Through a child’s eyes, I waited for the rebellion. Our numbers were far greater than theirs, and yet there was no resistance. Worse — not a word of protest from our neighbors. Not when our people were dragged from our homes and shot in the street. Not even when we were squeezed by the hundreds into cattle cars. Terrified and isolated, we rendered ourselves sheep, fearful of upsetting the wolves that fully intended to eat us.
Desperate to breathe, I pushed and squeezed my way to the nearest rectangle of night, the window grated with steel, entwined in barbed wire. Pressing my face against the cold bars, I sucked in deep lungfuls of winter — and my probing fingers discovered a loose bolt! Using my fingernails and teeth, I managed to remove a screw, and after ten minutes of effort twisted the bar free.
Using my new tool, I pried off the barbed wire and stared at freedom rolling by at forty kilometers an hour.
“You — Boy, what do you think you are doing?” The gray-haired woman had been my third-grade history teacher; she looked at me now — her eyes crazed in madness.
“The bars are loose, we can escape.”
“Little fool! The SS count
ed us when we boarded, they will count us again when we disembark. Escape, and they will kill us all.”
“They will kill us all anyway.” I pushed my head and shoulders through the opening, but she thwarted my escape, grabbing my ankles and dragging me back inside.
A short time later the train slowed and the whistle blew and we arrived at the outer gates of hell.
* * *
“No!”
Disoriented, I opened my eyes, the nightmare lingering with my dark surroundings. Was it just a dream or something deeper — a disturbing remnant of a past life? Either way, my mind struggled to connect with the present.
It took me several minutes before I realized that the heaviness I felt was gravity pressing me to the flat top of a Hunter-Transport — one of more than fifty transhuman vessels lined up end to end like freight cars to form an orderly procession several miles long. Hovering above a mist-laden swampland, the vessels inched their way past juvenile redwood trunks, their part-human part-machine pilots silently waiting their turn to deliver their precious cargo.
Cephalopeds. Males and females; adults, adolescents, and suckling young. Some were held in oval traps, and others were stacked in blood-strewn piles, the captives rendered helpless by the ship’s gravity well.

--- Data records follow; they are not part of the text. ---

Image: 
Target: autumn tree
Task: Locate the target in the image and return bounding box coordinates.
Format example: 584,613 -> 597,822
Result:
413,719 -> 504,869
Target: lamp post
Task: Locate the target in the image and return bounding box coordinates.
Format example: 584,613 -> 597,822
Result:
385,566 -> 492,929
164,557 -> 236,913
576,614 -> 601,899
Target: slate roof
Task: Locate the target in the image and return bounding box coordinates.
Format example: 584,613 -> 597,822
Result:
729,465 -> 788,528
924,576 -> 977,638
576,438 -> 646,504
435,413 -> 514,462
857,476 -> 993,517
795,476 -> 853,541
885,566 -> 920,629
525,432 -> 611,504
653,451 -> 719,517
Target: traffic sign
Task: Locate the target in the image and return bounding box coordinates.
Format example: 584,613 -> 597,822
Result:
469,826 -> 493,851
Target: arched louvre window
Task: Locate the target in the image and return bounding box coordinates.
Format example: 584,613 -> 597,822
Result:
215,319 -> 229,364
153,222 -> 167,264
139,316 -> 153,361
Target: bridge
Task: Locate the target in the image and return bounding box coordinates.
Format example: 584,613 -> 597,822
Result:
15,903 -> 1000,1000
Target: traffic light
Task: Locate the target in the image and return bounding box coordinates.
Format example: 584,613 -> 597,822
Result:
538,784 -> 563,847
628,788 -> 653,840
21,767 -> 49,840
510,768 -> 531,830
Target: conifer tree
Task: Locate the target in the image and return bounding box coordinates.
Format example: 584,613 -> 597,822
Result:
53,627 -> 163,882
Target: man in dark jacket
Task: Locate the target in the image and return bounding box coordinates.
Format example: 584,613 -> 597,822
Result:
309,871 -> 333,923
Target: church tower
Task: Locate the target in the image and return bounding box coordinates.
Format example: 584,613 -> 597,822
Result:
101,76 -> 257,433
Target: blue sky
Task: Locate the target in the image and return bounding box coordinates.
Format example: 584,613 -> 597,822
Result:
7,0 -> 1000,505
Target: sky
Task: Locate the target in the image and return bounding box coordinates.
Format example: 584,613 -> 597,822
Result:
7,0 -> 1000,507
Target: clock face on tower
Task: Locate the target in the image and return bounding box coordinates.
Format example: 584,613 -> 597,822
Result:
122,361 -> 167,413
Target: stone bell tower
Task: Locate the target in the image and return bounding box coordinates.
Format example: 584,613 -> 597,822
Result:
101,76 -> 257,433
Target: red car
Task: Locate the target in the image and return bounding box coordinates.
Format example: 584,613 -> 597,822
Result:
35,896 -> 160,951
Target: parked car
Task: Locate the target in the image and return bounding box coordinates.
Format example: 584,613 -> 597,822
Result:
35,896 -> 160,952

Guarding their catches were the hunters — an assortment of Andria clones ranging from the long-haired, camouflaged beauty I had met in the woods of Virginia to the frightening genetically engineered Nosferatu freaks.

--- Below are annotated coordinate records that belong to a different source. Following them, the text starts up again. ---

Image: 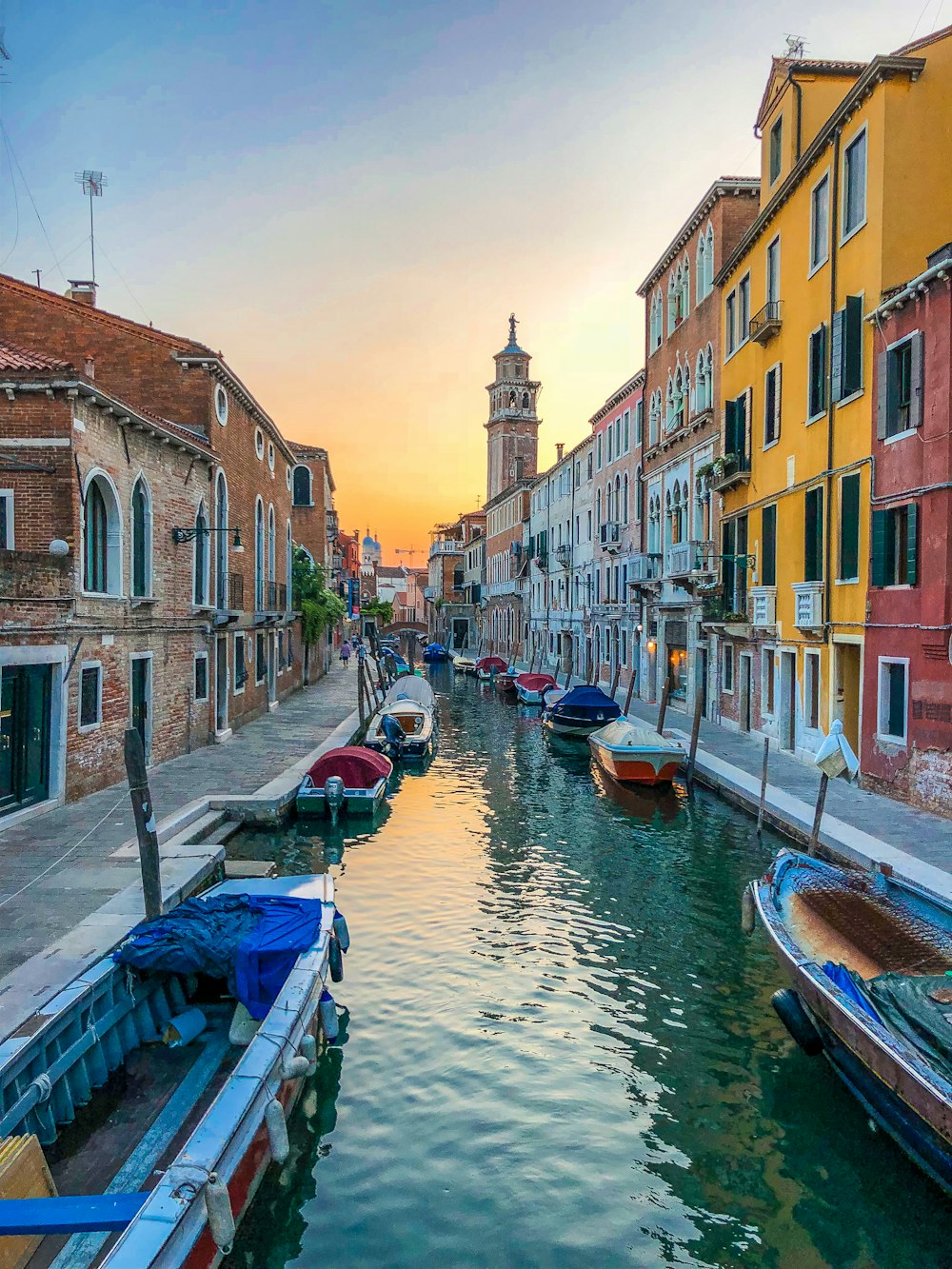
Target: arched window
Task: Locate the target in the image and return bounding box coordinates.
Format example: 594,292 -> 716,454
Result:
83,473 -> 122,595
191,503 -> 208,605
293,464 -> 313,506
255,498 -> 264,612
132,476 -> 152,598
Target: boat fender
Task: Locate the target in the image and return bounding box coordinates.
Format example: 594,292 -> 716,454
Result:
740,882 -> 755,938
327,934 -> 344,982
301,1034 -> 317,1076
205,1173 -> 235,1257
334,908 -> 350,952
317,987 -> 339,1044
770,987 -> 823,1057
264,1098 -> 290,1163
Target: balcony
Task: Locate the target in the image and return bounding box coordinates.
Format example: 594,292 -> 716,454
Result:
749,586 -> 777,633
749,300 -> 783,344
793,582 -> 823,631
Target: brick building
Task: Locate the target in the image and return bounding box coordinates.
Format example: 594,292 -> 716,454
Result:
0,277 -> 340,817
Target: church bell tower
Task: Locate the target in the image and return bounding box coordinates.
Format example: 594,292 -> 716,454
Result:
486,313 -> 542,502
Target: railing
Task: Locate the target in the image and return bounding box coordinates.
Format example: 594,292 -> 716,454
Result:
747,300 -> 783,344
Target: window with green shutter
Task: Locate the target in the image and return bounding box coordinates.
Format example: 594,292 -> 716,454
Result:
838,472 -> 860,582
761,503 -> 777,586
803,485 -> 823,582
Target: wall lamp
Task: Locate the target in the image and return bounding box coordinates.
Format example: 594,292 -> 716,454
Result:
171,525 -> 245,555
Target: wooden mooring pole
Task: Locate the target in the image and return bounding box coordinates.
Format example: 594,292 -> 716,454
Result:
123,727 -> 163,920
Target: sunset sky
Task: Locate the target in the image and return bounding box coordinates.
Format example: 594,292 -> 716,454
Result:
0,0 -> 952,564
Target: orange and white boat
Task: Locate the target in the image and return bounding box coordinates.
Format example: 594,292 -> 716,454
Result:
589,716 -> 686,784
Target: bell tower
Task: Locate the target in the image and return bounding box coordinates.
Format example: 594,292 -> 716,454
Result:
486,313 -> 542,503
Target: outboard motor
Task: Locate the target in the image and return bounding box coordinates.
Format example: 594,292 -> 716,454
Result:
324,775 -> 344,823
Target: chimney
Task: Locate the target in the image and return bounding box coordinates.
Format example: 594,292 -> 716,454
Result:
65,278 -> 96,308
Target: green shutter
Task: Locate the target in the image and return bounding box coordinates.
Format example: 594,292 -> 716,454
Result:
871,511 -> 890,586
906,503 -> 919,586
839,472 -> 860,582
761,503 -> 777,586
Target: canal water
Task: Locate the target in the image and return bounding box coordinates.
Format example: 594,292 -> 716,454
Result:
226,667 -> 952,1269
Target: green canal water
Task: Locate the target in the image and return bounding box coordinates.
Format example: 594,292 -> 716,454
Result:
226,667 -> 952,1269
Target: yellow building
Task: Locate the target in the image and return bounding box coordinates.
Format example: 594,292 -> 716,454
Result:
707,27 -> 952,759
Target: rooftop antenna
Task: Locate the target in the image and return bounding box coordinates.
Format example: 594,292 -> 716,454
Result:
75,170 -> 109,287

A familiar woman’s bare foot stepped in front of my face, obscuring my vision. I strained to look up beyond her orange pant leg. The figure filling out the jumpsuit belonged to the short-haired version of my fiancée, the one who had taken me to the farm.
She playfully nudged my chin with her big toe. “Ike, if you promise to behave, I’ll ease the gravitational field. But I’m warning you, the Creator sees everything and she’s not happy with you.”
The invisible weight pinning me to the porous surface dissipated. Andria helped me up, and I held on to the clone’s hand. “The Creator told me you’re an exact replica of my Andria, that you even share her memories.”